【サマソニ東京ライブリポート】PAL
E WAVES

まだアルバムデビューもしていないが、間違いなくその将来を約束されているバンド、Pale Waves。その証拠に、彼女たちが今回のサマーソニックで用意された舞台は、マリンステージに次ぐキャパシティを誇るマウンテンステージであった。そのスケールに見合うだけの実力とカリスマ性を、このバンドは既に備えている。

 インディーポップやシンセポップと形容されがちな彼女たちのサウンドであるが、決して狭義のジャンルには回収されないだろう。その意味では、先日開催されたフジロックに出演したCHVRCHESに通ずるものがあるかもしれない。ロックバンドの持つスケール感と、肉体的な躍動感。Pale Wavesの場合はより繊細でダークなところがあるが、こちらに関してはレーベルメイトのThe 1975と共振している(共振も何もThe 1975のマット・ヒーリーとジョージ・ダニエルはPale Wavesのプロデュースに一枚噛んでいるが)。
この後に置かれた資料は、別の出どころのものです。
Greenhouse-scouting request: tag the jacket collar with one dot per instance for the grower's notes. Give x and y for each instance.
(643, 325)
 さて、前置きが長くなってしまったが、Pale Wavesの概観は大体掴んでいただけただろうか。肝心なライブだけれども、一刻も早い単独公演を心待ちにしてしまうほど、素晴らしかった。一発目に披露された『Television Romance』から最後の『There’s A Hone』に至るまで、彼女たちの音楽は一貫している。「一貫」というのは世界観だけにとどまらず、もっと根本的で全体的な話だ。曲のプロダクションも一貫して同じアイデア(80’sを席巻したThe CureCocteau Twinsを想起させるような)が採用されている。これについて“ワンパターン”と揶揄される場合もあり得るだろうが、このワンアイデアにこそ彼女たちが大切にしているものが詰まっていると考えるとどうだろうか。屈指のキラーチューン『Eighteen』も漏れなく80’sシンセの雰囲気を感じ取ることができるが、素晴らしいアレンジも相まって、ライブでは涙腺を大いに刺激された。たとえ80年代を知らない世代が聴いたとしても強烈に郷愁を煽られる。この魔力は何だろう。
 80年代のダブリンを舞台にした音楽映画『シング・ストリート』の言葉を借りれば、“Happy Sad(劇中でThe Cureを説明するときに使われた表現)”ってヤツかもしれない。繰り返すが、一刻も早いPale Wavesの単独公演を待つ。